Special precautions for storage

Stability and compatibility after reconstitution

Studies on the chemical and physical stability of the medicine have shown that cytarabine remains stable for 7 days at a temperature below 25°C in glass bottles and plastic bags for intravenous infusions in a solution with a concentration of 0.5 mg/ml after mixing with the following solvents:

• water for injection,
• 5% glucose solution for injection,
• 0.9% sodium chloride solution for injection.

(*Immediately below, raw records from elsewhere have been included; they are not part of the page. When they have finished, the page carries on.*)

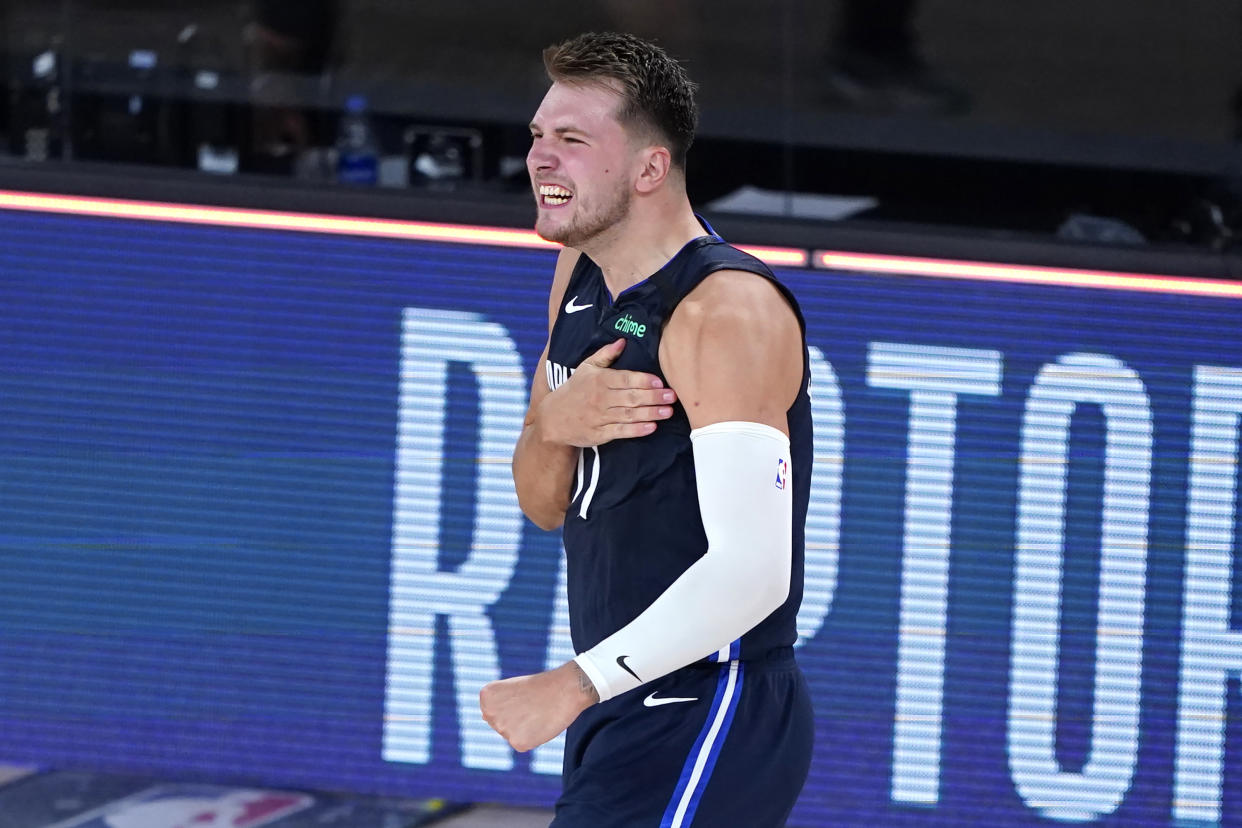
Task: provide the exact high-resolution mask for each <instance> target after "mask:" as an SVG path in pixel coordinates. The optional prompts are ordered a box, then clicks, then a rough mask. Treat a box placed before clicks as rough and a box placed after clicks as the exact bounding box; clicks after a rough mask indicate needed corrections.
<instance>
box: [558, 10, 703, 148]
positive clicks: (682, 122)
mask: <svg viewBox="0 0 1242 828" xmlns="http://www.w3.org/2000/svg"><path fill="white" fill-rule="evenodd" d="M544 68H546V70H548V77H549V78H550V79H551V81H553V82H564V83H591V82H607V81H615V82H616V83H619V84H620V87H621V96H622V99H623V103H622V106H621V109H620V112H619V113H617V118H619V119H620V120H621V123H622V124H626V125H630V127H637V128H640V129H643V130H648V132H655V133H656V134H657V135H658V137H660V138H661V139H663V140H664V142H666V143H667V145H668V151H669V155H671V156H672V161H673V164H674V165H676V166H678V168H679V169H683V170H684V169H686V153H687V150H689V148H691V144H692V143H694V129H696V127H698V104H696V103H694V91H696V89H697V88H698V87H697V84H696V83H694V82H693V81H691V79H689V77H688V76H687V74H686V70H683V68H682V66H681V63H678V62H677V61H674V60H673V58H672V57H669V56H668V53H667V52H666V51H664V50H662V48H661V47H658V46H656V45H655V43H651V42H648V41H645V40H641V38H638V37H635V36H633V35H616V34H611V32H604V34H595V32H590V34H585V35H579V36H578V37H573V38H570V40H566V41H565V42H563V43H556V45H555V46H549V47H548V48H545V50H544Z"/></svg>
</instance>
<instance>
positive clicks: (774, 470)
mask: <svg viewBox="0 0 1242 828" xmlns="http://www.w3.org/2000/svg"><path fill="white" fill-rule="evenodd" d="M804 359H805V355H804V353H802V339H801V331H800V329H799V325H797V320H796V318H795V315H794V312H792V309H791V308H790V307H789V304H787V303H786V302H785V299H784V298H782V297H781V295H780V293H779V292H777V290H776V288H775V287H773V286H771V284H770V283H768V282H766V281H764V279H761V278H760V277H756V276H754V274H749V273H738V272H723V273H718V274H714V276H712V277H709V278H708V279H704V282H703V283H702V284H700V286H699V287H698V288H697V289H696V290H694V292H692V293H691V294H689V295H688V297H687V298H686V299H684V300H683V302H682V303H681V304H679V305H678V309H677V310H676V312H674V314H673V318H672V319H671V320H669V324H668V326H667V329H666V331H664V335H663V339H662V343H661V364H662V366H663V370H664V375H666V376H667V377H668V380H669V384H671V385H672V387H674V389H676V390H677V394H678V397H679V398H681V400H682V405H683V406H684V407H686V411H687V415H688V416H689V420H691V426H692V427H693V430H694V431H693V432H692V439H693V441H694V464H696V473H697V478H698V493H699V508H700V510H702V516H703V528H704V530H705V533H707V538H708V550H707V552H705V554H704V555H703V557H700V559H699V560H698V561H696V562H694V564H693V565H692V566H691V567H689V569H688V570H687V571H686V572H683V574H682V576H681V577H679V578H678V580H677V581H674V582H673V583H672V585H671V586H669V587H668V590H666V591H664V593H663V595H661V596H660V597H658V598H656V601H655V602H653V603H652V605H651V606H650V607H648V608H647V610H645V611H643V612H642V613H640V616H638V617H637V618H635V619H633V621H632V622H631V623H630V624H627V626H626V627H623V628H622V629H620V631H619V632H616V633H615V634H612V636H610V637H609V638H606V639H605V641H604V642H601V643H600V644H599V646H596V647H595V648H592V649H591V650H587V652H586V653H582V654H580V655H579V657H578V658H576V659H575V660H576V662H578V664H579V665H580V667H581V668H582V670H584V672H585V673H586V675H587V677H589V678H590V679H591V682H592V683H594V684H595V686H596V689H597V690H599V693H600V698H601V699H609V698H612V696H615V695H617V694H619V693H623V691H626V690H630V689H632V688H633V686H637V685H638V684H641V683H645V682H650V680H653V679H656V678H660V677H661V675H664V674H666V673H669V672H672V670H674V669H677V668H679V667H683V665H686V664H688V663H691V662H694V660H697V659H699V658H703V657H704V655H708V654H709V653H712V652H715V650H718V649H722V648H724V647H727V646H728V644H729V643H730V642H733V641H735V639H737V638H739V637H740V636H743V634H744V633H745V632H748V631H749V629H750V628H753V627H754V626H755V624H758V623H759V622H760V621H763V619H764V618H765V617H768V616H769V614H770V613H771V612H773V611H774V610H776V608H777V607H779V606H780V605H781V603H782V602H784V601H785V598H786V597H787V595H789V587H790V582H789V578H790V571H791V526H792V498H791V490H790V489H789V487H776V485H774V482H775V479H776V475H777V464H779V463H780V462H785V463H787V459H789V425H787V422H786V416H785V415H786V411H787V410H789V407H790V406H791V405H792V402H794V398H795V397H796V395H797V390H799V387H800V385H801V377H802V367H804ZM786 468H787V466H786ZM619 655H625V657H626V664H627V665H628V667H630V668H631V669H632V672H628V670H625V669H621V668H620V667H619V664H617V657H619ZM636 675H637V677H641V678H636Z"/></svg>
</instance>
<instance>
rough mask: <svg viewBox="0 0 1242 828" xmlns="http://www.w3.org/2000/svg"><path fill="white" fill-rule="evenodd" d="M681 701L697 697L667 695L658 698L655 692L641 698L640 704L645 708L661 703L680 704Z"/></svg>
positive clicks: (653, 705) (682, 702) (651, 706)
mask: <svg viewBox="0 0 1242 828" xmlns="http://www.w3.org/2000/svg"><path fill="white" fill-rule="evenodd" d="M683 701H698V698H697V696H696V698H693V699H683V698H681V696H674V695H669V696H663V698H658V699H657V698H656V694H655V693H652V694H651V695H648V696H647V698H646V699H643V700H642V706H645V708H658V706H661V705H663V704H681V703H683Z"/></svg>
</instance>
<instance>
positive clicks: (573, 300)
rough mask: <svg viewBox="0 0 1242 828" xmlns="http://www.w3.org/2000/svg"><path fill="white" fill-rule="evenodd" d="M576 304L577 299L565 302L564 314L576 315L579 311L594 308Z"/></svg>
mask: <svg viewBox="0 0 1242 828" xmlns="http://www.w3.org/2000/svg"><path fill="white" fill-rule="evenodd" d="M576 302H578V297H574V298H573V299H570V300H569V302H566V303H565V313H578V312H579V310H586V309H587V308H594V307H595V305H594V304H575V303H576Z"/></svg>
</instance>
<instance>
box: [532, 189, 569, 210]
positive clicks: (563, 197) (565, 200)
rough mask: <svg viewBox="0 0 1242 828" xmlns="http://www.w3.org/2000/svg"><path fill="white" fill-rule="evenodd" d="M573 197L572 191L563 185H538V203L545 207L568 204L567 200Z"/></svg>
mask: <svg viewBox="0 0 1242 828" xmlns="http://www.w3.org/2000/svg"><path fill="white" fill-rule="evenodd" d="M573 197H574V194H573V192H570V191H569V190H566V189H565V187H561V186H556V185H555V184H540V185H539V204H540V205H543V206H545V207H559V206H561V205H564V204H569V200H570V199H573Z"/></svg>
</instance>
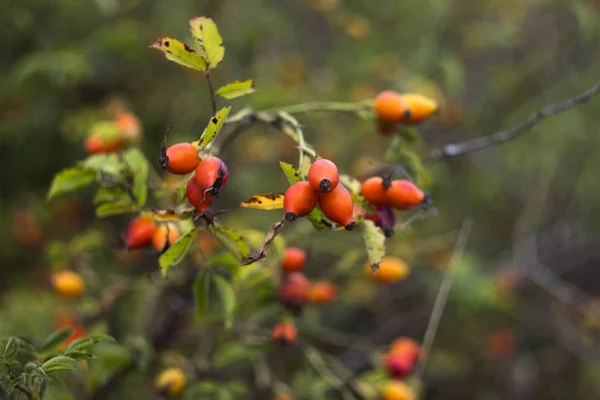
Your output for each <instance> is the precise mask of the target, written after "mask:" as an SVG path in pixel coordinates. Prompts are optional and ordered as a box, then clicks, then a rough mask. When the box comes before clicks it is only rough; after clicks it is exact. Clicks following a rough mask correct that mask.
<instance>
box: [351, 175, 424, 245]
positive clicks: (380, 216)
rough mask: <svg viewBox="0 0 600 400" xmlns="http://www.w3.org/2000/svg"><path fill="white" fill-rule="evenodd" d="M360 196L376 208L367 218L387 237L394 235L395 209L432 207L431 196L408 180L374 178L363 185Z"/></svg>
mask: <svg viewBox="0 0 600 400" xmlns="http://www.w3.org/2000/svg"><path fill="white" fill-rule="evenodd" d="M360 194H361V195H362V196H363V197H364V198H365V200H367V201H368V202H369V203H370V204H371V205H373V206H374V207H375V208H376V212H375V213H374V214H366V215H365V218H366V219H369V220H371V221H373V222H374V223H375V225H377V226H379V227H380V228H381V230H383V233H384V234H385V235H386V236H387V237H391V236H392V235H393V234H394V225H395V224H396V217H395V216H394V212H393V210H392V209H393V208H394V209H397V210H410V209H412V208H415V207H417V206H419V205H431V199H430V197H429V195H428V194H426V193H423V191H422V190H421V189H419V188H418V187H417V186H416V185H415V184H414V183H412V182H411V181H409V180H406V179H394V180H391V179H390V178H389V177H385V178H382V177H380V176H373V177H371V178H368V179H366V180H365V181H364V182H363V183H362V186H361V188H360Z"/></svg>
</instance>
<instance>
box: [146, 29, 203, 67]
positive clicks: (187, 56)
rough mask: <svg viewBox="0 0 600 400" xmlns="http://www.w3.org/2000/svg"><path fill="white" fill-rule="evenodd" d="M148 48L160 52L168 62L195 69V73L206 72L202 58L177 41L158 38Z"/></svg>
mask: <svg viewBox="0 0 600 400" xmlns="http://www.w3.org/2000/svg"><path fill="white" fill-rule="evenodd" d="M150 48H152V49H156V50H160V51H162V52H163V53H165V57H167V59H168V60H170V61H173V62H176V63H177V64H179V65H183V66H184V67H188V68H191V69H195V70H196V71H206V69H207V65H206V61H205V60H204V58H203V57H202V56H201V55H199V54H197V53H196V52H195V51H194V50H192V49H191V48H190V47H189V46H188V45H187V44H185V43H182V42H180V41H179V40H177V39H173V38H168V37H164V38H160V39H158V40H157V41H156V42H154V44H152V46H150Z"/></svg>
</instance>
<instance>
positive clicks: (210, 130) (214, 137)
mask: <svg viewBox="0 0 600 400" xmlns="http://www.w3.org/2000/svg"><path fill="white" fill-rule="evenodd" d="M229 111H231V106H229V107H224V108H222V109H220V110H219V111H217V113H216V114H215V115H214V116H213V117H212V118H211V119H210V121H209V123H208V126H207V127H206V129H204V132H203V133H202V136H201V137H200V148H201V149H206V148H207V147H208V146H210V144H211V143H212V142H213V141H214V140H215V137H217V134H218V133H219V131H220V130H221V128H222V127H223V124H225V120H226V119H227V116H228V115H229Z"/></svg>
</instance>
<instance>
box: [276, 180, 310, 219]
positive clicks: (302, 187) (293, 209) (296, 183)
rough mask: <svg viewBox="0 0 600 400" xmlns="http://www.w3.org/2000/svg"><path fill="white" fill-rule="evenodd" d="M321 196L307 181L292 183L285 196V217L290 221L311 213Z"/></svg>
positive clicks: (299, 217)
mask: <svg viewBox="0 0 600 400" xmlns="http://www.w3.org/2000/svg"><path fill="white" fill-rule="evenodd" d="M318 202H319V196H318V195H317V192H315V190H314V189H313V188H312V186H311V185H310V183H308V182H306V181H302V182H296V183H294V184H293V185H291V186H290V187H289V188H288V190H287V191H286V192H285V195H284V197H283V208H284V210H285V219H286V220H287V221H288V222H292V221H295V220H296V219H297V218H300V217H303V216H305V215H307V214H309V213H310V212H311V211H312V210H314V208H315V207H316V206H317V203H318Z"/></svg>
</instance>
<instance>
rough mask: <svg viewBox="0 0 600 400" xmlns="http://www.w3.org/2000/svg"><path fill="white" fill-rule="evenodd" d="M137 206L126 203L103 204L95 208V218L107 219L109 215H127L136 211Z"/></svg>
mask: <svg viewBox="0 0 600 400" xmlns="http://www.w3.org/2000/svg"><path fill="white" fill-rule="evenodd" d="M139 209H140V208H139V207H138V206H137V204H131V202H128V203H105V204H101V205H99V206H98V207H96V216H97V217H98V218H104V217H109V216H111V215H119V214H127V213H132V212H136V211H138V210H139Z"/></svg>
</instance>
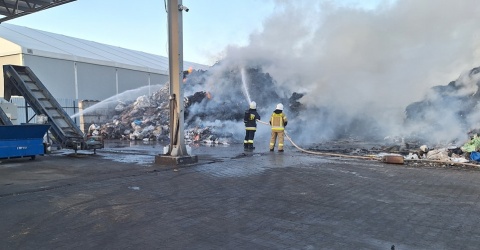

Cytarabine also remains stable for 7 days at a temperature below 25°C, at 20°C, and at 4°C in glass bottles and plastic bags for intravenous infusions in a solution with a concentration of 8-32 mg/ml after mixing with the following solvents:

• 5% glucose solution for injection,
• 5% glucose in 0.2% sodium chloride solution for injection,
• 0.9% sodium chloride solution for injection.

Cytarabine remains stable for up to 8 days at a temperature below 25°C in a concentration of 2 mg/ml in the presence of KCl at a concentration of 50 mEq/500 ml after mixing with the following solvents:

• 5% glucose solution for injection,
• 0.9% sodium chloride solution for injection.

Cytarabine also remains stable at a temperature below 25°C or at a temperature of 8°C in concentrations of 0.2-1.0 mg/ml in the presence of sodium bicarbonate equivalent to 50 mEq/l in 5% glucose solution or 5% glucose in 0.2% sodium chloride solution for 7 days in glass bottles or plastic bags for intravenous infusions.

Intravenous injections of cytarabine and prepared infusion solutions do not contain antimicrobial preservatives. Therefore, it is recommended to prepare further dilutions immediately before use, and to start the infusion as soon as possible after preparation of the solution. The administration of the infusion should be completed within 24 hours of preparation of the solution, and any remaining solution should be discarded.